If you have a disabled child or family member, meeting that person’s needs is a top priority. You provide physical and emotional support, arrange for care, and coordinate essential government benefits. What will happen when you’re no longer able to make sure these things are being taken care of for your loved one? A “special needs” or “supplemental needs” trust offers the peace of mind you want — and the effective financial solution you need.
Follow along to learn more about special needs trust planning from our team of experts.
Special Needs Trust Planning Challenges
Estate planning for families with a disabled loved one can be complicated. You want to provide financial support so that your child or relative can receive needed care and continue to live as comfortably as possible. Unfortunately, the more traditional ways of providing financial support for a loved one — standard trusts, gifts, or inheritances, for example — can jeopardize a disabled beneficiary’s eligibility for certain government benefits.

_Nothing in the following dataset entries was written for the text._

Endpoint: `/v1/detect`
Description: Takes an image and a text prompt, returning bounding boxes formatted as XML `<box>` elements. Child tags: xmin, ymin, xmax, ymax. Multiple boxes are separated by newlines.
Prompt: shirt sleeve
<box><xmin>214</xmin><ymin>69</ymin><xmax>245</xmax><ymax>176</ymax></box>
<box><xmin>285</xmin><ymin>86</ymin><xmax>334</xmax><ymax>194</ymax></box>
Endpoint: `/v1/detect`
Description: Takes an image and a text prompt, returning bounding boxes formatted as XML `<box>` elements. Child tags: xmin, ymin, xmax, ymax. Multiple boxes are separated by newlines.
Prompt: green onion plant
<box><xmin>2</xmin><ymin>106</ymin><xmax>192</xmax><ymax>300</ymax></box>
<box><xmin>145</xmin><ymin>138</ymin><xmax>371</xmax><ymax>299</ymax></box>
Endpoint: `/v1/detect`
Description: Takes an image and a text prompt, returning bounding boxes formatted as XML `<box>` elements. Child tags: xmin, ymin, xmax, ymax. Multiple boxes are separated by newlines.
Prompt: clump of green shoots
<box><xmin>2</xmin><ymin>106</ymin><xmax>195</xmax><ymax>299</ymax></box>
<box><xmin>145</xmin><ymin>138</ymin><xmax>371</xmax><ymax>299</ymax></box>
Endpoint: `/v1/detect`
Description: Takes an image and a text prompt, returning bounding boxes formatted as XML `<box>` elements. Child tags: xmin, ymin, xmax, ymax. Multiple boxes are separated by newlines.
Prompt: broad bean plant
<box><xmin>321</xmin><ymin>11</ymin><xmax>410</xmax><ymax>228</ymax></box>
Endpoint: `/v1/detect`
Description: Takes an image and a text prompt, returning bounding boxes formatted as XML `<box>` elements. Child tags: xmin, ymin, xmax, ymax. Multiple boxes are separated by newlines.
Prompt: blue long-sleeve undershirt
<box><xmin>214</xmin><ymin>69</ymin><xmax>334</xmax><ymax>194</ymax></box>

Many government benefit programs, both state and federal, are need-based and are available only to those with very limited income and assets. If you transfer assets directly to your child, the money could end up going to pay for costly basic services that would otherwise be covered instead of providing the quality-of-life “extras” that you intended.
Another downside to transferring assets outright is that your disabled child or relative may not have the skills to manage them. It’s not uncommon for a non-disabled beneficiary to struggle with managing a gift or inheritance. The challenge for someone with a disability is even greater.
Some families take a different approach and entrust a sibling or other relative with a disabled child’s inheritance. There are drawbacks with this plan, as well. This type of arrangement does not ensure continuous care, and, because the assets are owned outright by the caregiver, there is no assurance that they will be used specifically for the benefit of the disabled individual. The caregiver could simply decide to spend the assets in other ways. The assets also are not protected against the caregiver’s creditors. Finally, if the caregiver dies before the disabled individual, assets earmarked for that individual’s care could pass to the caregiver’s heirs instead.
A Special Solution (SNT)
Although the situation is complicated, there is a solution: a well-constructed, carefully worded special needs trust (SNT). Very basically, an SNT allows you to leave assets to a loved one and preserve certain government benefits. Trust assets generally may be used to provide your disabled beneficiary with special or supplemental benefits, but not with certain other essentials, such as food, rent, medical care, or other basic benefits provided under a government program.
Trust assets are commonly used to pay for any number of extras: vacations; educational opportunities; specialized communication equipment and vehicles; recreational activities; vocational training; a service animal or pet; the services of an attorney, accountant, or other professional as needed; and so forth. Spending decisions are made by the trustee(s).
An SNT can be structured to receive gifts, so if other relatives are likely to provide financial support, their estate plans should be coordinated with your SNT. The funding for an SNT often comes from life insurance proceeds with the SNT named as the policy beneficiary.
You appoint one or more trustees to manage the SNT assets for the benefit of your child or relative according to the instructions you provide. You can give the trustee valuable guidance and insight by also providing a letter of intent: a written, detailed description of your loved one’s daily life, likes and dislikes, health issues, and so on.
Many Special Advantages
A special needs trust may be established with a disabled beneficiary’s own assets (such as the proceeds from a lawsuit). Such trusts are called “self-settled” or “first-party” trusts. In addition to meeting strict state and federal eligibility guidelines, self-settled trusts are subject to a Medicaid “payback” clause.
SNTs established by a third party are the most common type of SNT, also referred to as a supplemental needs trust. They are created and funded with the assets of a person other than the disabled individual. Since the disabled beneficiary does not have the legal authority to direct the trust assets, they typically are not counted as available resources. Such trusts can be established for a disabled beneficiary of any age, and there is no Medicaid payback clause. There are other advantages as well.
- The trust can be customized to provide for the disabled beneficiary’s specific needs.
- The disabled beneficiary’s eligibility for government benefits is preserved.
- Family conflict is avoided.
- The need for a court-appointed guardian or conservator to oversee the beneficiary’s inheritance may be eliminated.
- Any assets remaining in the trust following the disabled beneficiary’s death can be distributed to other beneficiaries specified in the trust agreement.
Choosing a Trustee For Your Special Needs Trust
The trustee of an SNT has many important responsibilities. Appointing a professional fiduciary as trustee offers several advantages:
- Knowledge of federal, state, and local laws and assistance programs
- Expertise in creating special needs trusts
- Seamless services throughout the disabled beneficiary’s lifetime
- Professional investment and asset management experience
- Recordkeeping and tax-filing services
Special needs trusts are complex and should be drafted by a qualified attorney. To be effective, they must be carefully structured and administered. Nonetheless, a special needs trust is an excellent solution when a disabled beneficiary is involved. Your financial and legal professionals can help you put together a comprehensive estate plan that meets your family’s unique needs.